The Chairperson noted and appreciated the deep internal transformation but was concerned about the time taken to achieve this. In the last budget debate, he had expressly referred to the difficulties in COGTA, and wished for levels of coherence to be achieved in that Department to improve morale. He noted the undertaking to conclude this by November. Change was uncomfortable and provoked instability and uncertainty amongst staff. He stressed that he would like to work with evidence-based assessments of the work being done in the Department, and would like to receive input from the Public Service Commission on this.
The Chairperson said he was hoping that COGTA was cooperating with the Presidency in its efforts to promote evidence-based evaluations that could produce concrete evidence on and show the impact of what had been done, making it easier to judge performance. He commented that the project-management approach was useful, as it could produce the biggest impact with the least resources that could be borrowed elsewhere.
Mr J Matshoba (ANC) asked whether sanitation fell under the Department of Water.
Minister Shiceka firstly wished to comment on the issues around the funding of local government. He thought that the methodology of using the Equitable Share and municipal grants was wrong. In theory, municipalities were to raise 95% of their own revenue and Government would provide 5%. The formula, however, was based only on the number of people in the area, and did not look at the backlog, the topography or other important considerations. He thought it would be important to engage the services of the Special Services Commission (SSC), because local government had not been getting what it should have been getting. In regard to MIG, he agreed that many municipalities did not seem to be using the funds optimally, but COGTA did not have capacity to intervene. For this reason, assistance was being provided to try to give municipalities the capacity to spend. One local government that was to be assisted did not have a single engineer in place to do the work. The Department was looking at projects to address this, and would indicate the direction to go, and he believed that the special services provided would go far in addressing the problem. Non-spending was high, but it did not help to adopt a forceful or disciplinary approach.
Minister Shiceka added that Development Bank of Southern Africa (DBSA) did not, contrary to popular belief, fund poor people. In fact, its loans were more expensive than some of the regular banks. This meant that it was no longer an organisation that could be relied upon to provide funding and assist with infrastructure. The Department had met with people dealing with funds from the European Union, who indicated that the DBSA was drawing money from them.
Minister Shiceka thus felt that the money from MIG should be put to helping individuals. He believed that municipalities probably could unlock capacity, and COGTA was categorising them to isolate those who could be given more attention and support, to address the needs. Hopefully this process would be concluded by December so that other departments who provided support would know were the support could be given.
The Minister noted that he had heard nothing about the implementation of recommendations on the dismissal of a former Chief Financial Officer, and said that the unqualified opinion now received indicated that action had been taken properly to address the problems. He was confident that the problems raised even now would be addressed fully by the next audit, and hoped that there would be an unqualified report with no matters of emphasis.
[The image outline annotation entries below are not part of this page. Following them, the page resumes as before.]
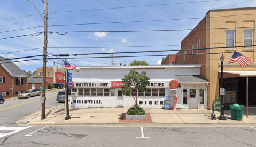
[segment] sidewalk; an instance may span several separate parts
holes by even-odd
[[[205,109],[179,109],[179,110],[144,108],[152,123],[127,123],[120,121],[127,108],[103,108],[69,110],[71,119],[65,120],[64,104],[46,110],[46,119],[41,120],[41,111],[24,117],[16,121],[24,126],[86,126],[102,127],[246,127],[256,126],[256,108],[249,109],[246,117],[243,110],[242,120],[231,119],[230,110],[224,110],[227,120],[218,119],[220,112],[214,111],[216,120],[211,119],[212,111]]]

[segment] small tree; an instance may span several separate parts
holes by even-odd
[[[122,81],[124,83],[121,87],[122,94],[126,95],[131,95],[133,89],[131,86],[134,86],[135,97],[134,95],[132,96],[135,101],[135,105],[137,105],[137,90],[146,91],[146,85],[150,84],[149,81],[150,79],[150,78],[146,76],[146,72],[142,71],[139,74],[135,70],[131,69],[130,72],[125,75],[124,78],[122,78]]]
[[[145,61],[139,61],[134,60],[131,63],[130,63],[130,66],[148,66],[149,64]]]

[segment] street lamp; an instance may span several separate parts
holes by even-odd
[[[224,61],[224,59],[225,58],[222,56],[220,58],[220,61],[221,63],[221,85],[220,85],[220,88],[221,89],[223,89],[223,61]],[[219,119],[221,120],[226,120],[227,118],[225,118],[225,116],[224,116],[224,104],[223,103],[223,94],[221,93],[221,96],[220,96],[220,101],[221,103],[221,109],[220,109],[220,116],[219,117]]]

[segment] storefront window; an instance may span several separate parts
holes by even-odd
[[[84,95],[90,96],[90,89],[84,89]]]
[[[148,88],[146,89],[146,91],[145,93],[145,96],[151,96],[151,89]]]
[[[110,96],[115,96],[115,89],[110,89]]]
[[[83,95],[83,88],[78,89],[78,95]]]
[[[204,89],[200,89],[199,90],[200,92],[200,95],[199,95],[199,101],[200,101],[200,104],[204,104]]]
[[[104,89],[104,96],[110,96],[110,89]]]
[[[152,89],[152,96],[158,96],[158,89]]]
[[[144,96],[144,91],[138,91],[138,96]]]
[[[165,88],[159,89],[159,96],[165,96]]]
[[[96,89],[91,89],[91,96],[96,96]]]
[[[183,104],[188,104],[188,96],[187,93],[187,89],[184,89],[182,93],[183,96]]]
[[[103,96],[103,89],[98,88],[98,96]]]

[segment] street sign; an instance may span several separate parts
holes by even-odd
[[[220,95],[225,95],[225,88],[220,89]]]
[[[72,87],[72,73],[68,73],[68,87]]]
[[[40,91],[42,91],[42,92],[45,92],[45,88],[43,88],[42,87],[39,87],[39,90]]]

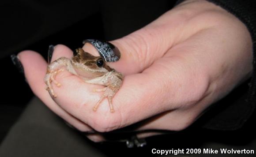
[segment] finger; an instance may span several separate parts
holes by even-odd
[[[29,85],[37,96],[52,111],[79,130],[87,131],[92,129],[57,105],[45,90],[43,78],[47,64],[41,55],[34,51],[24,51],[19,54],[18,57],[23,67]]]
[[[108,64],[124,74],[142,71],[162,56],[177,40],[177,37],[182,31],[183,19],[176,20],[176,16],[177,14],[168,11],[143,28],[109,41],[118,49],[121,56],[118,61]],[[99,56],[95,48],[88,43],[86,43],[83,49]]]
[[[59,44],[55,46],[53,52],[51,62],[62,56],[71,58],[73,56],[72,50],[63,45]]]

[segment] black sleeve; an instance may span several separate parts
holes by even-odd
[[[201,120],[204,121],[203,126],[206,128],[222,130],[236,130],[243,126],[253,113],[255,108],[256,1],[207,0],[220,6],[239,19],[247,27],[252,41],[253,61],[252,64],[253,71],[251,78],[208,109],[206,115],[203,116],[206,120]],[[178,0],[176,5],[184,1]]]

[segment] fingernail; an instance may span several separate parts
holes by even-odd
[[[139,139],[136,135],[134,135],[126,141],[126,146],[128,148],[133,148],[135,146],[137,147],[142,147],[147,145],[147,142],[144,138]]]
[[[91,44],[107,62],[117,62],[121,57],[118,48],[109,42],[96,39],[87,39],[83,41],[83,44],[85,44],[87,42]]]
[[[48,64],[51,63],[51,60],[52,60],[52,57],[53,57],[53,51],[54,50],[54,46],[51,45],[49,46],[49,48],[48,49]]]
[[[11,59],[12,61],[12,63],[18,68],[19,71],[21,73],[24,74],[24,68],[21,62],[19,61],[19,56],[15,54],[11,55]]]

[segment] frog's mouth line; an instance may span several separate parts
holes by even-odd
[[[87,68],[83,68],[77,67],[75,70],[79,75],[87,78],[101,76],[106,73],[106,72],[105,71],[99,71]]]

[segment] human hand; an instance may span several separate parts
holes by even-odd
[[[46,62],[31,51],[19,55],[34,93],[81,131],[109,131],[146,119],[136,130],[184,129],[248,78],[252,69],[252,43],[245,26],[204,0],[186,1],[145,27],[111,42],[121,57],[109,64],[125,75],[113,98],[114,113],[109,111],[106,100],[93,112],[101,97],[92,92],[97,85],[82,82],[66,71],[56,76],[63,86],[53,86],[58,97],[53,100],[44,88]],[[83,49],[97,53],[90,45]],[[58,45],[52,60],[72,54],[68,48]],[[90,138],[100,141],[103,137]]]

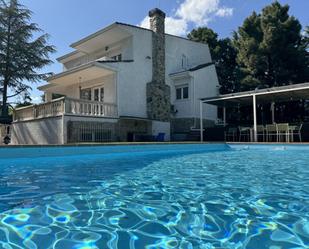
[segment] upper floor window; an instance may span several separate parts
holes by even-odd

Minister Shiceka noted comments on the use of the 2001 census figures, but said that there were no later official statistics available, and unofficial statistics could not be used. He agreed that updated data was needed, since migration and immigration had occurred.
Minister Shiceka felt that the comments about local government being dysfunctional were not correct. The World Cup was built on the municipalities. It was not fair to tarnish all municipalities with comments that may apply to only a few. All municipalities had problems and challenges but in general they were all functional and the problems were being attended to.
The Minister agreed that a monthly update on progress of the turnaround strategy could be provided.
Minister Shiceka referred to comments about withholding the MIG. He said that taking money from underspending municipalities was wrong, since it would only perpetuate the underspending problem. He did not favour this. Underspending was often because of lack of capacity, and it would be more useful instead to build capacity and thus address the problem. Provinces had no capacity to support municipalities, even in a province such as Western Cape. All these problems were being addressed, with the focus changing to look outwards.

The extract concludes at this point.